Pensions were hit by a double dose of bad news yesterday which could affect the retirement income of millions. Proposals to change how inflation rates are calculated could have a huge impact on beleaguered pension funds and drastically reduce their rate of growth. At the same time, new research has revealed that one in 10 of Britain’s biggest firms has pension debts greater than the total value of their companies.
Daily Express, p.1
The debt storm in the eurozone and the looming ‘fiscal cliff’ in the US threaten to plunge the global economy into crisis, a leading watchdog warned last night. The International Monetary Fund said the outlook around the world has deteriorated as it took the axe to its growth forecast for developed and developing countries alike, with Britain suffering the biggest downgrade in the West.
Daily Mail, p.66
The British housing market should end the year on slightly stronger foundations, with transaction levels expected to pick up and price falls predicted to slow, the Royal Institution of Chartered Surveyors will say today.

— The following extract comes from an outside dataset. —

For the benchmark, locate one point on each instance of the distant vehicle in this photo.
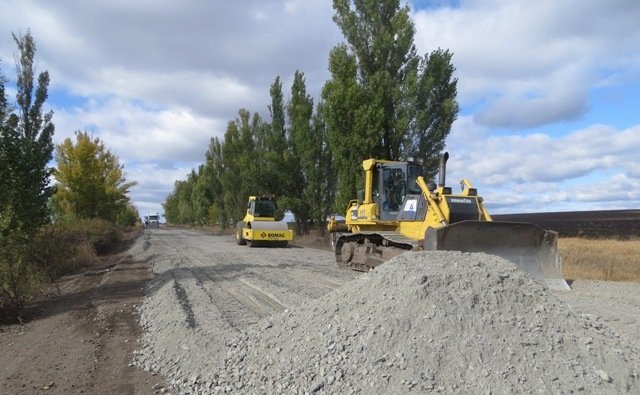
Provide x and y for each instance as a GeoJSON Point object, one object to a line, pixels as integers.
{"type": "Point", "coordinates": [152, 220]}
{"type": "Point", "coordinates": [259, 226]}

Helped by the prospect of greater mortgage availability on the back of recent government initiatives, the expectations of chartered surveyors for future property sales reached their highest level last month since May 2010.
The Times, p.31
Plans unveiled by George Osborne at the Conservative conference could see new workers asked to give up their rights over unfair dismissal, redundancy, requests for flexible working and time off for training in exchange for shares in the company. They would also be required to give twice as much notice of a firm date of return from maternity leave – 16 weeks instead of 8. The new “employee-owner” status will be optional for existing employees but will be a compulsory condition of employment for new hires.